И шли дни за днями, лето сменялось зимой, зима летом, Петербург – скромной дачей в Лесном или Царском, а Царское – опять Петербургом. Каждое утро Петр Петрович уходил на службу. Каждую Пасху приезжала из имения тетенька, смотрела с соболезнованием на Лидию Ивановну, с кротким презрением на Петра Петровича – и уезжала. Все пошло своим чередом – а Лидия Ивановна не могла найти себе никакого занятия. Она вообще не знала, чем должны заниматься молодые дамы. Вязать шарфы и кошельки было не в ее характере. К музыке и рисованию способностей не имела. Романы любила читать с середины и разрезала листы книги пальцем. – Знакомые? Их было немного, и все такие неинтересные. Впрочем, и живя у тетки, Лидия Ивановна не привыкла к большому обществу, выезжала редко. Но тогда у нее была ясная цель: выйти замуж. Она вышла замуж. Что же дальше? Чем наполнить время с утра? Хозяйство идет себе, заведенное раз, Лиза отлично знает, когда подать завтрак и обед. На «журфиксах» у ее малочисленных знакомых так же скучно, как и у них, когда Лидия Ивановна принимает гостей в своей приличной квартире, убранной на восточный лад. Как-то раз за Лидией Ивановной вздумал ухаживать молодой офицер. Дело было на Пасхе; заметила тетка, подняла крик. Непривычная Лидия Ивановна сама испугалась за свою репутацию и так несправедливо обошлась с офицером, что он сейчас же принялся ухаживать за ко-ротконосой и богатой курсисткой. Ухаживанье офицера слегка развлекло Лидию Ивановну, хотя и продолжалось недолго.

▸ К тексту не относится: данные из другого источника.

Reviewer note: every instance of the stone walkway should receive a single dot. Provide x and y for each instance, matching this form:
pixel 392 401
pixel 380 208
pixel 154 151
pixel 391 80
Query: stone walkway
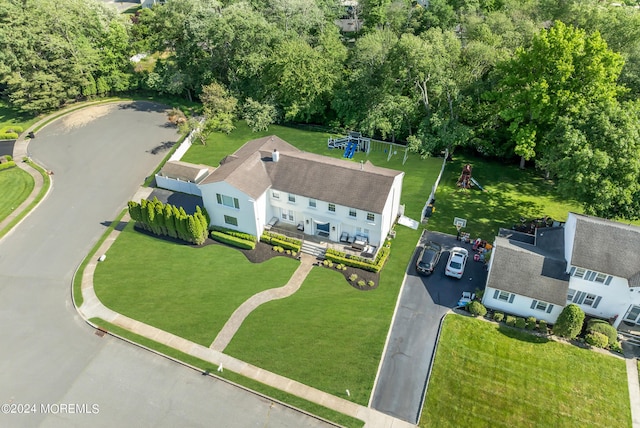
pixel 93 308
pixel 235 321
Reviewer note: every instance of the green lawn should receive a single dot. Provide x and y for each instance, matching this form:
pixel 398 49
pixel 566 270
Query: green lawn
pixel 328 334
pixel 510 194
pixel 490 376
pixel 15 187
pixel 292 400
pixel 10 117
pixel 190 292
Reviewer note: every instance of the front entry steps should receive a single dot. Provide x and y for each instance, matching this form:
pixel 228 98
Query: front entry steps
pixel 316 250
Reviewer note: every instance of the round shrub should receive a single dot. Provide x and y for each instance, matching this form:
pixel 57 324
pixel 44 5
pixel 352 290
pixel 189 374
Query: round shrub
pixel 477 309
pixel 615 347
pixel 601 326
pixel 542 326
pixel 569 322
pixel 597 340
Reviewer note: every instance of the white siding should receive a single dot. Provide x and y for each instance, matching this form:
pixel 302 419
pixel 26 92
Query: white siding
pixel 246 214
pixel 615 297
pixel 519 305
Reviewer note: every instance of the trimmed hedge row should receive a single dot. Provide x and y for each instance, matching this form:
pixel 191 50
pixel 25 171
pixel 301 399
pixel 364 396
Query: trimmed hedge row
pixel 233 240
pixel 359 262
pixel 232 232
pixel 281 241
pixel 7 165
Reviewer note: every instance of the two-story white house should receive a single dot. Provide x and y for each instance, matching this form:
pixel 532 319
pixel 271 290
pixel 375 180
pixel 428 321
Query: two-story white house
pixel 268 179
pixel 592 262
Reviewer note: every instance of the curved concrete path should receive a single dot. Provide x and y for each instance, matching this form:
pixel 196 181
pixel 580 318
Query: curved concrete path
pixel 233 324
pixel 92 307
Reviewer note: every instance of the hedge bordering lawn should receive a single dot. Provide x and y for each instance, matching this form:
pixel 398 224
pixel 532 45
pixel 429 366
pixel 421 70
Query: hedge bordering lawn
pixel 359 262
pixel 233 240
pixel 232 232
pixel 283 241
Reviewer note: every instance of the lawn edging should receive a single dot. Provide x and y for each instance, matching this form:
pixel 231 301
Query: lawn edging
pixel 42 193
pixel 76 282
pixel 206 368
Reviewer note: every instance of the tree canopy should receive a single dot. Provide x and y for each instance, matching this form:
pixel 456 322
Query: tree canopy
pixel 554 82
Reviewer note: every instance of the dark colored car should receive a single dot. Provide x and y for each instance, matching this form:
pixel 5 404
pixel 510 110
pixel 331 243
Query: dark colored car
pixel 429 257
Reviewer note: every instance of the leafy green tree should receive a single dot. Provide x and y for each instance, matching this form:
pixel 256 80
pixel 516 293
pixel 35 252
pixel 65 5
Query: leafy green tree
pixel 302 78
pixel 219 108
pixel 595 157
pixel 56 52
pixel 259 115
pixel 569 322
pixel 564 71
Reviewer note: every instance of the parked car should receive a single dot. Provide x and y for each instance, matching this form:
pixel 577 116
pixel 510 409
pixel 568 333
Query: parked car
pixel 457 261
pixel 429 257
pixel 467 297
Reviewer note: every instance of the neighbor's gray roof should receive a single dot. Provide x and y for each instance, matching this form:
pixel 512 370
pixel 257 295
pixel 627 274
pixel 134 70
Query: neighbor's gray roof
pixel 185 171
pixel 607 246
pixel 530 271
pixel 342 182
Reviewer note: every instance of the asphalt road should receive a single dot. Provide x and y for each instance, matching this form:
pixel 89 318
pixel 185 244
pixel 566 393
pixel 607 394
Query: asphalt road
pixel 51 362
pixel 400 388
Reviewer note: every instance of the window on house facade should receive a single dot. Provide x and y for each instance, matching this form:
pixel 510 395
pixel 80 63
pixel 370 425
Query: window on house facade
pixel 578 272
pixel 231 220
pixel 541 306
pixel 504 296
pixel 228 201
pixel 587 299
pixel 590 275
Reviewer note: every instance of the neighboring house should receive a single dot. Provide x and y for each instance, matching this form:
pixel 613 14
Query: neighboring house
pixel 268 179
pixel 182 177
pixel 592 262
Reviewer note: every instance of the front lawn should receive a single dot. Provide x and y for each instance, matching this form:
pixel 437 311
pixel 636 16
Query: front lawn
pixel 12 117
pixel 510 193
pixel 489 375
pixel 328 334
pixel 15 187
pixel 190 292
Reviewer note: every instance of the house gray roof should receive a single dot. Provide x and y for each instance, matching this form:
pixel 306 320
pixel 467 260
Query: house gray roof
pixel 185 171
pixel 252 170
pixel 607 246
pixel 528 270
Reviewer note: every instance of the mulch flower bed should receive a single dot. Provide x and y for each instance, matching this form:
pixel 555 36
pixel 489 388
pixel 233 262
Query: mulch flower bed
pixel 264 252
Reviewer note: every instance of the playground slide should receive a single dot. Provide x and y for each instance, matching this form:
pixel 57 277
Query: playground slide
pixel 474 181
pixel 350 150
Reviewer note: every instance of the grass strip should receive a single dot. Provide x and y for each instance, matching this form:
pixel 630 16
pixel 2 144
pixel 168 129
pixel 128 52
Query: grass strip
pixel 205 366
pixel 78 299
pixel 488 374
pixel 45 187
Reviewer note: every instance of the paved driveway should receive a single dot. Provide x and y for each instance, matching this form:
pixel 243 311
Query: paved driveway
pixel 48 355
pixel 424 300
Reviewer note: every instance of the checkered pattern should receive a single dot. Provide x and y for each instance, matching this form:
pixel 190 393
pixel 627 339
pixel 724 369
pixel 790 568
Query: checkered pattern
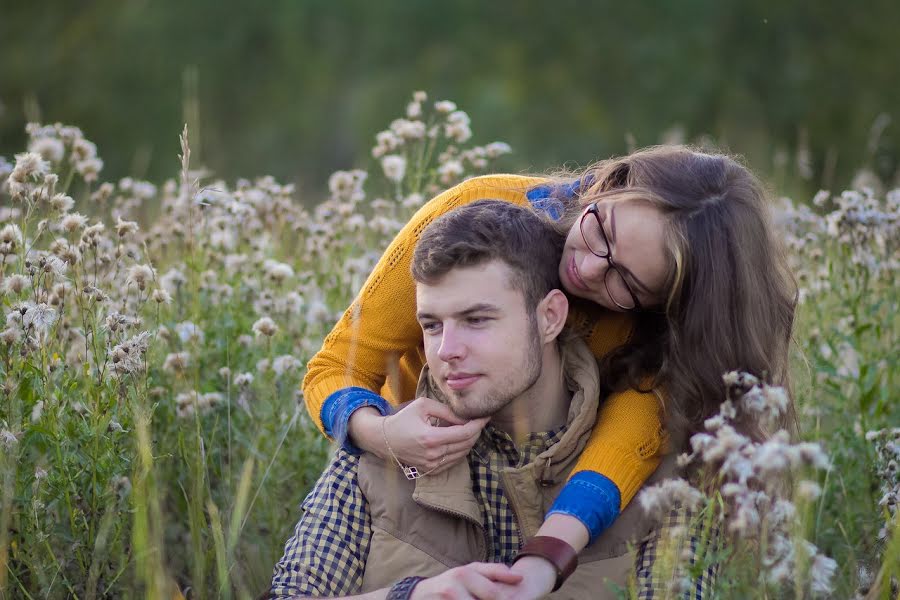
pixel 327 554
pixel 667 564
pixel 499 452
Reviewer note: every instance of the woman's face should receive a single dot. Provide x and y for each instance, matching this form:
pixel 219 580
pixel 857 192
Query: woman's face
pixel 635 232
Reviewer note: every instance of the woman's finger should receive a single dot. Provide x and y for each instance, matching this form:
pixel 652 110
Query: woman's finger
pixel 455 434
pixel 433 408
pixel 497 572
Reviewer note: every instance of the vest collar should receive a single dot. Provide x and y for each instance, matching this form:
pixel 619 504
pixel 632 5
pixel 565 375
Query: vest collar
pixel 451 490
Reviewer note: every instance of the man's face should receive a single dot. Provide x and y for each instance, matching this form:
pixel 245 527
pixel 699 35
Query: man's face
pixel 482 346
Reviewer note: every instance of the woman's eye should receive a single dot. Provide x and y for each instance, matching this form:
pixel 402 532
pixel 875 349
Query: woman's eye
pixel 430 327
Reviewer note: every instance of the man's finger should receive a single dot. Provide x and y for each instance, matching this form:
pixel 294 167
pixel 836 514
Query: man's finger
pixel 497 572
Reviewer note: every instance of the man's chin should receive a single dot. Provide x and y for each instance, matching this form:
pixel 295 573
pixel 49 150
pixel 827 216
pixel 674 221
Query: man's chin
pixel 467 409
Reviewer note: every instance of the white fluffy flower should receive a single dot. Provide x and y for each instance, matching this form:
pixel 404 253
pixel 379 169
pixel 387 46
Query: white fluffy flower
pixel 394 167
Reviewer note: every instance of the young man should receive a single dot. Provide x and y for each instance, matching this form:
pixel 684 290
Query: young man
pixel 492 318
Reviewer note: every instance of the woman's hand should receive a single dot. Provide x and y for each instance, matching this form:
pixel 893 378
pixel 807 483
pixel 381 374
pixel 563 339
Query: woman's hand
pixel 482 581
pixel 414 438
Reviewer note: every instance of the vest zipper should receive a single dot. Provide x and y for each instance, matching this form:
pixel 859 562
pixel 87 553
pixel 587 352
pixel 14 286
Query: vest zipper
pixel 464 517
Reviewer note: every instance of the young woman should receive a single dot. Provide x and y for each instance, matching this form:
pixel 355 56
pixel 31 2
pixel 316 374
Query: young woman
pixel 672 256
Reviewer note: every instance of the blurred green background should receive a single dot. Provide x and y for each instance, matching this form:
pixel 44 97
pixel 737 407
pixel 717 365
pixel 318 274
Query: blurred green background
pixel 808 92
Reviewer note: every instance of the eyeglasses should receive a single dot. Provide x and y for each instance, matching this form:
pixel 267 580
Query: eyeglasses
pixel 597 242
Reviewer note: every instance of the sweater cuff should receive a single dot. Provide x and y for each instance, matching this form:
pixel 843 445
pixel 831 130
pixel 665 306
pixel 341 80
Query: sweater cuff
pixel 338 408
pixel 591 498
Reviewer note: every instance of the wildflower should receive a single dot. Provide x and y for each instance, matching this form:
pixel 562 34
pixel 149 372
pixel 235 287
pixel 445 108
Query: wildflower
pixel 414 200
pixel 189 332
pixel 139 275
pixel 347 185
pixel 497 149
pixel 657 499
pixel 243 380
pixel 450 170
pixel 404 129
pixel 116 320
pixel 172 279
pixel 124 228
pixel 72 222
pixel 414 110
pixel 161 296
pixel 277 271
pixel 457 127
pixel 265 326
pixel 8 439
pixel 11 335
pixel 808 490
pixel 53 264
pixel 40 316
pixel 128 357
pixel 15 284
pixel 284 364
pixel 444 107
pixel 177 362
pixel 89 169
pixel 29 165
pixel 61 203
pixel 394 167
pixel 51 149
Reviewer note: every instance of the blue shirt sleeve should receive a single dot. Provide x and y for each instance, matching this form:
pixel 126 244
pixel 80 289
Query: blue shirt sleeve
pixel 552 199
pixel 591 498
pixel 338 408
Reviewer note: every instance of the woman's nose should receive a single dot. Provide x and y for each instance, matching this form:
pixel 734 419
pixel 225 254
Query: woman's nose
pixel 593 269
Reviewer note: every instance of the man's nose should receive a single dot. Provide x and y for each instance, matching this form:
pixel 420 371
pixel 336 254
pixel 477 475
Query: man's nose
pixel 452 346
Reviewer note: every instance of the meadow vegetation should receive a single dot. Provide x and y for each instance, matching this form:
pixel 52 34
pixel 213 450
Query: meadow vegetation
pixel 154 442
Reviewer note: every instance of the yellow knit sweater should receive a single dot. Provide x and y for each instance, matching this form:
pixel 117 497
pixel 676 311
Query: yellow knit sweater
pixel 377 345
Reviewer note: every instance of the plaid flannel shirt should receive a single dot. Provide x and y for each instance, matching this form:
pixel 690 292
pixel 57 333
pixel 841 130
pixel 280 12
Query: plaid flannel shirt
pixel 327 554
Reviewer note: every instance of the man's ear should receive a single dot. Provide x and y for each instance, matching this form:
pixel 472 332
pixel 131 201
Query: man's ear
pixel 552 313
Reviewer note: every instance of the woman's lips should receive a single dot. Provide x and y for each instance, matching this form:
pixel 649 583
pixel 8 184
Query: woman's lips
pixel 460 382
pixel 574 277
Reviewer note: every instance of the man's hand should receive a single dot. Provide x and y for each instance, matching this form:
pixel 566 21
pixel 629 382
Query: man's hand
pixel 538 579
pixel 413 437
pixel 482 581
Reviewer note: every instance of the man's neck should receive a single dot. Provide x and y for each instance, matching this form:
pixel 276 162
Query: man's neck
pixel 543 407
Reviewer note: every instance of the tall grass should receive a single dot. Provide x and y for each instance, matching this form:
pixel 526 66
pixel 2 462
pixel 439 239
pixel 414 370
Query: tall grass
pixel 153 441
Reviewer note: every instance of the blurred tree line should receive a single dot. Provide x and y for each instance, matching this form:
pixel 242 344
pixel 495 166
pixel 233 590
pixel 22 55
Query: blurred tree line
pixel 807 91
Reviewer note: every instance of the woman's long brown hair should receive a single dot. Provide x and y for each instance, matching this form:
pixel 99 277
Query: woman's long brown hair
pixel 731 298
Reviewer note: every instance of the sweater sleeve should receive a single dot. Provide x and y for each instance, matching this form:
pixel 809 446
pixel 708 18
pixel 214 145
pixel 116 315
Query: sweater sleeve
pixel 380 326
pixel 626 444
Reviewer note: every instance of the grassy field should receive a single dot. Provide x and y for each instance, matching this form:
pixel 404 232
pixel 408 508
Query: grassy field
pixel 153 440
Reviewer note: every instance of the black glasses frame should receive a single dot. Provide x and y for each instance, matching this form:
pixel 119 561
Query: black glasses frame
pixel 593 210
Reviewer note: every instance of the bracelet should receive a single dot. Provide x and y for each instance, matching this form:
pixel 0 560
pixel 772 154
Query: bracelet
pixel 410 472
pixel 559 553
pixel 402 590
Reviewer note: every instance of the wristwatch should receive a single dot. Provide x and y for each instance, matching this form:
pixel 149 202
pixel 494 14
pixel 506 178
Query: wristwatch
pixel 560 554
pixel 402 590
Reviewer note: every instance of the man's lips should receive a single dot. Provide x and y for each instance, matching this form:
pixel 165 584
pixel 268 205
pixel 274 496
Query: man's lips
pixel 574 276
pixel 459 381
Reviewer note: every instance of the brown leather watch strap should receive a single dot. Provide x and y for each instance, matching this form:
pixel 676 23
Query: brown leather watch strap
pixel 560 554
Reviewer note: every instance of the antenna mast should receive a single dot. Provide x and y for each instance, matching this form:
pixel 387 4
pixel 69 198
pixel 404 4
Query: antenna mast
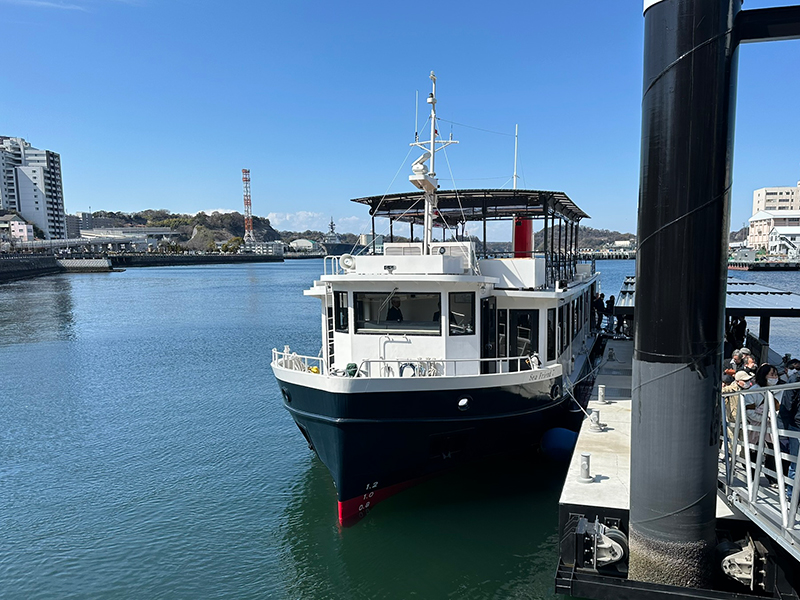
pixel 249 237
pixel 425 179
pixel 516 145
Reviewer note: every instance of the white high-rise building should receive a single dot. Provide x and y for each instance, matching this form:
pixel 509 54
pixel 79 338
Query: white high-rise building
pixel 776 198
pixel 30 184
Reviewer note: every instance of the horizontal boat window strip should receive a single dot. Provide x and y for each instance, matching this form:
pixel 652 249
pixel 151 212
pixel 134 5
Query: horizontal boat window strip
pixel 411 313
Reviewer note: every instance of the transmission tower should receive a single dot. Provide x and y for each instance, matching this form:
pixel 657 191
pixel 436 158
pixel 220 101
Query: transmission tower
pixel 249 238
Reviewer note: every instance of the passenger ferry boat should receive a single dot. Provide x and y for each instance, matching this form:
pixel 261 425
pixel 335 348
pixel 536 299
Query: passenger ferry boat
pixel 434 353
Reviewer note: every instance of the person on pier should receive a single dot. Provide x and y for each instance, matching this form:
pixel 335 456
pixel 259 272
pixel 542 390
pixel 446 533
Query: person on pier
pixel 733 366
pixel 790 419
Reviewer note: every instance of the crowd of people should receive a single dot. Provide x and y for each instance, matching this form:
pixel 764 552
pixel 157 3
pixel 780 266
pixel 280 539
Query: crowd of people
pixel 604 308
pixel 742 373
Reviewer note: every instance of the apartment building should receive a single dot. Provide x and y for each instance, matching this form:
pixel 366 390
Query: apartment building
pixel 30 184
pixel 763 222
pixel 776 199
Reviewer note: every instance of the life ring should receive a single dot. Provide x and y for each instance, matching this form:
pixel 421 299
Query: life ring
pixel 411 366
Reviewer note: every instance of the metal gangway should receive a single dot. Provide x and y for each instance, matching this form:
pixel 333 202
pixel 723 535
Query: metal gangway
pixel 754 468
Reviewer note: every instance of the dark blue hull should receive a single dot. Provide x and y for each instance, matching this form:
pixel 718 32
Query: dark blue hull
pixel 376 443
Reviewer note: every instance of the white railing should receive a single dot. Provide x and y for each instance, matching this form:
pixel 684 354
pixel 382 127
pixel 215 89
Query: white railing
pixel 409 367
pixel 331 266
pixel 751 450
pixel 296 362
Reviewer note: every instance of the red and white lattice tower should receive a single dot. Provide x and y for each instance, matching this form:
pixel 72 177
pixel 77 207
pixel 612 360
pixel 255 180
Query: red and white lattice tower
pixel 249 237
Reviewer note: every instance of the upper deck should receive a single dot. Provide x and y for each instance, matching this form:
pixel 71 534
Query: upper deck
pixel 559 215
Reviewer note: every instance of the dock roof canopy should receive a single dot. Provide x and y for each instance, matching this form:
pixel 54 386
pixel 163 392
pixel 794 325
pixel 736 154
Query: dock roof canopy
pixel 456 206
pixel 743 299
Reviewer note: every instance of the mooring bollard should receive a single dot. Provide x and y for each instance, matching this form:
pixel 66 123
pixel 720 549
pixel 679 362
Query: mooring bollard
pixel 585 476
pixel 601 394
pixel 594 422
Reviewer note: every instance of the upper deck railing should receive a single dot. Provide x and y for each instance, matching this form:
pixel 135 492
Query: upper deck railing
pixel 756 470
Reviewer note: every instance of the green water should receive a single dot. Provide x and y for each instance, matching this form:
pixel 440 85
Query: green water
pixel 144 453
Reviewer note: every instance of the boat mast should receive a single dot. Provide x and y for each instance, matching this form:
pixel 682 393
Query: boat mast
pixel 516 145
pixel 425 179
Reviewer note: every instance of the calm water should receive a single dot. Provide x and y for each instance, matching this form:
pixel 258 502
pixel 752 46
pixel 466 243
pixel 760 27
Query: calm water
pixel 144 453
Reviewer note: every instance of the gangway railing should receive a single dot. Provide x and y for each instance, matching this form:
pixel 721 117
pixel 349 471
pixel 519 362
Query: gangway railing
pixel 758 476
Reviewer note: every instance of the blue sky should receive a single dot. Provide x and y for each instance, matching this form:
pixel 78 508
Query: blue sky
pixel 160 104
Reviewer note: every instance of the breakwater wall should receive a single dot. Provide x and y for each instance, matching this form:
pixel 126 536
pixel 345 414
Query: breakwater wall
pixel 173 260
pixel 84 265
pixel 763 265
pixel 22 267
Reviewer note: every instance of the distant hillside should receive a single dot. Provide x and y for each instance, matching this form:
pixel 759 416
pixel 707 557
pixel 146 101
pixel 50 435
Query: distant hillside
pixel 196 232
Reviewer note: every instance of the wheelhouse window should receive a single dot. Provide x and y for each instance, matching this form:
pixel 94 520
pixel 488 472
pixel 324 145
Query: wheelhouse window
pixel 398 312
pixel 502 333
pixel 342 318
pixel 462 313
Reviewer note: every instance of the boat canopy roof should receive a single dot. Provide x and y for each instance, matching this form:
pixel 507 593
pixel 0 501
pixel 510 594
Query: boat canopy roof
pixel 743 299
pixel 456 206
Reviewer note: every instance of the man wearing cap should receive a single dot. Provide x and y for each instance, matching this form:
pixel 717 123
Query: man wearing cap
pixel 736 364
pixel 790 419
pixel 742 380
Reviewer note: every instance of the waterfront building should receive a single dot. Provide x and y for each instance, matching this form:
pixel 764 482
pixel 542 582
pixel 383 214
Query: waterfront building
pixel 14 228
pixel 271 248
pixel 86 219
pixel 303 245
pixel 30 184
pixel 785 241
pixel 764 221
pixel 776 199
pixel 73 226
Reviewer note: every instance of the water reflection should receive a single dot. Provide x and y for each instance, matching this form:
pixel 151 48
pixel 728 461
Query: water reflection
pixel 480 532
pixel 35 310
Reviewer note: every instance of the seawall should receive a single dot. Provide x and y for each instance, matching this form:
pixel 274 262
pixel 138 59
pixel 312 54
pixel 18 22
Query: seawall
pixel 22 267
pixel 173 260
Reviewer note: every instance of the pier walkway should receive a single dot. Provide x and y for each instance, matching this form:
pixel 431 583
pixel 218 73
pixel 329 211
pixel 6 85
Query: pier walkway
pixel 739 497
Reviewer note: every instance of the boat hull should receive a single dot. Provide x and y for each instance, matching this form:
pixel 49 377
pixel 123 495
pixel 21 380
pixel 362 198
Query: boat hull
pixel 377 443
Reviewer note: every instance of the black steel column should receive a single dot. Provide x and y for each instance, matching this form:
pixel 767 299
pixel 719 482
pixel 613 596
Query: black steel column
pixel 690 61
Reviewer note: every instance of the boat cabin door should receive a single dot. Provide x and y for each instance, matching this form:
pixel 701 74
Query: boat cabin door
pixel 489 334
pixel 523 336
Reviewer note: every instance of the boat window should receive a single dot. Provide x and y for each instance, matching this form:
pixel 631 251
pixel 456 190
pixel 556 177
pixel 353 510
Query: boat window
pixel 398 312
pixel 502 329
pixel 551 334
pixel 342 320
pixel 462 313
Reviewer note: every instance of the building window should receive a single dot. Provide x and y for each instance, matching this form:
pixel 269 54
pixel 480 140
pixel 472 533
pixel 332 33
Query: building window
pixel 462 313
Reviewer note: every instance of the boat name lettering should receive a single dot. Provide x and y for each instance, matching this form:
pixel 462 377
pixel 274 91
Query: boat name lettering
pixel 540 375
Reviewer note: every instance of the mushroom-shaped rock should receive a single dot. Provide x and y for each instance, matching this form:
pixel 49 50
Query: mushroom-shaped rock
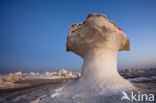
pixel 97 40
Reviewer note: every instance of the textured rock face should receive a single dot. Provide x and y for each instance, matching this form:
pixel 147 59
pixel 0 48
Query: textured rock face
pixel 96 32
pixel 97 40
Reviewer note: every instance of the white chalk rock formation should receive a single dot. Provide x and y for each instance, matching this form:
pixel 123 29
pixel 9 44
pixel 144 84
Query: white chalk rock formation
pixel 97 40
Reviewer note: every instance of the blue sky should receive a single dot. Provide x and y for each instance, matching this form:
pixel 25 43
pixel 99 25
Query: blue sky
pixel 33 32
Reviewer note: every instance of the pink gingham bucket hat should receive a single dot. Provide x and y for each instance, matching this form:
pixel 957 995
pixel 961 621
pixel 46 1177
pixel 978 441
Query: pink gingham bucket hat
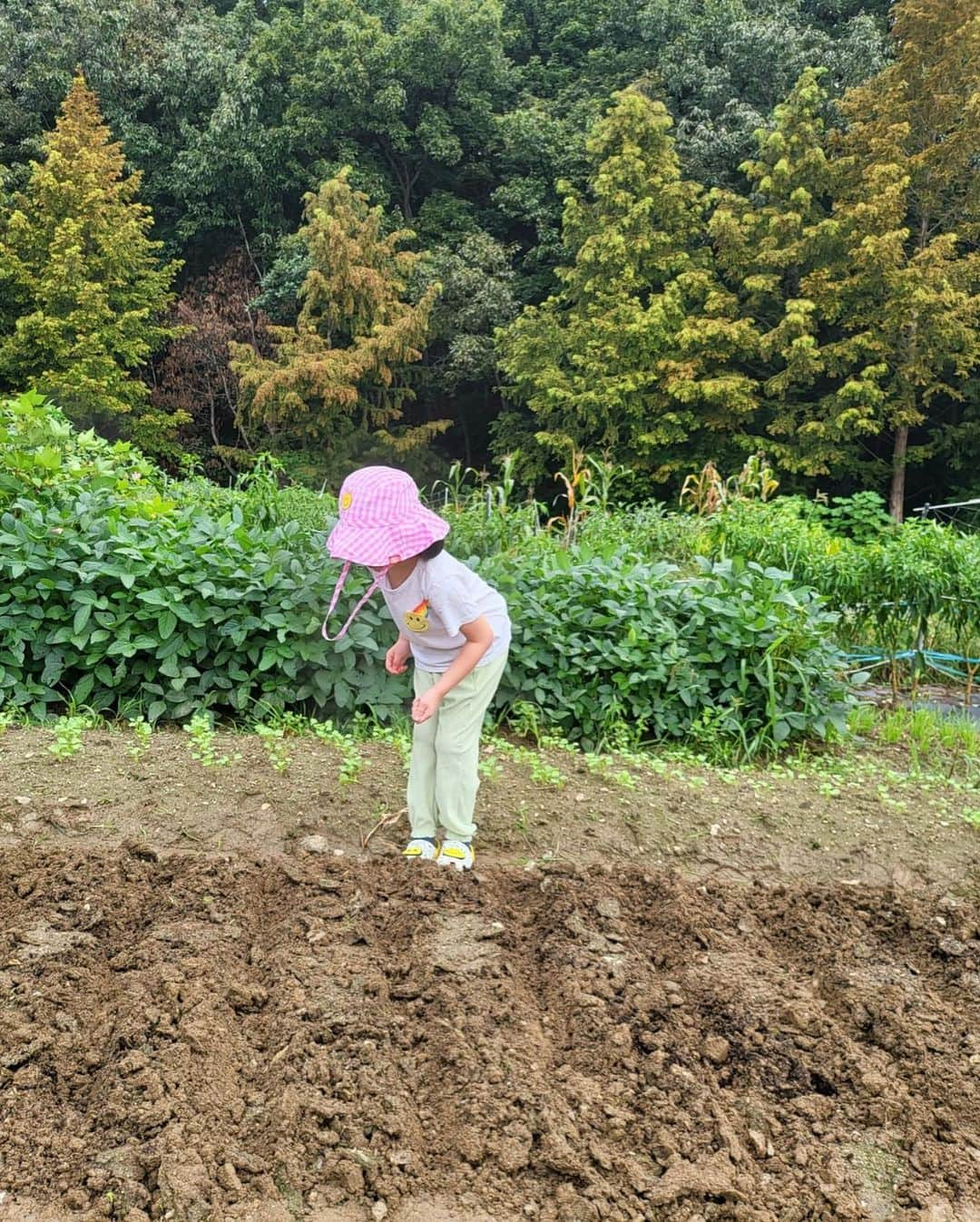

Частое одиночество заставляло ее иногда разговаривать с Лизой и допускать некоторую фамильярность.
Теперь, когда Лидия Ивановна осталась в гостиной с невысохшими слезами, обидой и скукой в душе, – тотчас же явилась Лиза – растопить потухший камин.
Ее бледное лицо с тонкими чертами было, как всегда, интересно, несмотря на неряшливость в костюме. Пестрая кофточка шла к ней. Густые волосы, не туго заплетенные, казались растрепанными. Она не походила на ловкую горничную хорошего дома, а скорее на барышню в небрежном утреннем неглиже. Передников она не любила и не носила.
Лиза присела около камина. Сухие щепки затрещали. Несколько минут длилось молчание, наконец Лиза произнесла, как бы про себя:
– Уж этот барин вечно… Расстроят только понапрасну. Лидия Ивановна вздохнула.
– Удивляюсь я, право… Это надо ваше терпение иметь… – продолжала Лиза.
Лидия Ивановна приподняла голову.
– Что ж делать, все равно… Вы, Лиза, не забудьте яблоки в печке…
– Там, барыня, в кухне такая жара… Нынче и пироги, и яблоки. Я уж не знаю, что и с гостями делать…
– А у вас кто? – довольно равнодушно спросила Лидия Ивановна. Ей было так скучно и впереди предстояла такая тоска безделья, что даже участие Лизы ее мало утешило.
– Какие гости, известные! – начала Лиза, дуя в камин. – Опять это золото сидит, разве его выкуришь? Сидит как столб. Уж он давеча на лестнице ревел-ревел, зачем я его к Агаше-толстой посылала… И откуда у него только слезы берутся? Ну – еще Анна Маврикиевна с ребятишками зашла… Нет, этот-то хорош!
– Охота вам, Лиза, с солдатом…
– Положим что, барыня, Корвин и красивый, да и обращенье у него такое приличное, не солдатское… Он мне вчера полную книжку стихов принес. Да мне все-таки ровно наплевать. Пусть Агаша-толстая свое добро берет…
– Давно это он в вас так сильно влюбился?
– С самой свадьбы Дашиной, – вот еще осенью была, месяца четыре уж есть, – не отстает от меня ни на шаг! В него многие девушки влюблены…
– А что же Агаша?
– Агаша из «девятнадцатого» от Фоминой уходить хочет.
Лидия Ивановна по рассказам Лизы знала о своих соседях больше, чем если бы познакомилась с ними. Она давно знала, что приличный, скромный муж Фоминой – воспитатель в каком-то корпусе – оттого так редко приезжает к ней, что один граф приезжает слишком часто, хотя и не настолько часто, чтобы компрометировать парадную лестницу и серьезного швейцара.
– Отчего же Агаша хочет уйти? – спросила Лидия Ивановна.
– С Борей сладу нет. Восемь лет мальчику, а такой озорник, щиплется, дерется. Никакая горничная жить не будет.
– Чего ж мать смотрит?
– А ей что? Ей лишь бы с графом. Тоже – и дела господские! А прислугу – рады укорять.